Bank of Israel Surprises Again, Shekel Weakens

The Bank of Israel surprised Forex market participants for the second time this month, cutting interest rates yet again on today’s meeting. The Israeli new shekel weakened after the decision.
The BoI cut its main interest rate by 0.25 percentage point to 1.25 percent today, following the unexpected rate cut on May 13. The bank commented on the decision:

The decision to reduce the interest rate for June 2013 by 0.25 percentage points, to 1.25 percent, is consistent with the Bank of Israel’s interest rate policy, which is intended to entrench the inflation rate within the price stability target of 1–3 percent a year over the next twelve months, and to support growth while maintaining financial stability.
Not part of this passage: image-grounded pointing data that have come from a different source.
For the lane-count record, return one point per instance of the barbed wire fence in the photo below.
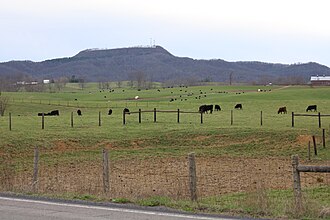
(80, 171)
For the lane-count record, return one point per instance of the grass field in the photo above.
(168, 142)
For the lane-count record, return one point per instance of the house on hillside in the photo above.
(320, 80)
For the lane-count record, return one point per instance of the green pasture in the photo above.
(166, 136)
(246, 137)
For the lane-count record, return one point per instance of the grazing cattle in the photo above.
(282, 110)
(311, 108)
(206, 108)
(126, 110)
(52, 113)
(238, 106)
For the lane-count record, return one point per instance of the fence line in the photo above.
(59, 171)
(297, 169)
(160, 111)
(308, 115)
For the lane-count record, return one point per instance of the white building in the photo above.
(320, 80)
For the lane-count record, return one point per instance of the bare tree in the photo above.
(3, 104)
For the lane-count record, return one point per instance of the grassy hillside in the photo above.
(166, 142)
The central bank noted that “the global economy continued to present a mixed macroeconomic picture in the past two months”. The BoI said about the domestic fundamentals:

Updated indicators of economic activity which have become available so far indicate continued moderate growth in the first quarter, and a mixed trend in April.

As for the exchanged rate, the bank mentioned that the shekel was rising before the unscheduled mid-month meeting, but declined together with other currencies against the dollar since then.
USD/ILS was up from 3.7040 to 3.7139, rebounding from the daily low of 3.6808, and EUR/ILS went up from 4.7951 to 4.8004 as of 17:42 GMT today after falling to 4.7635.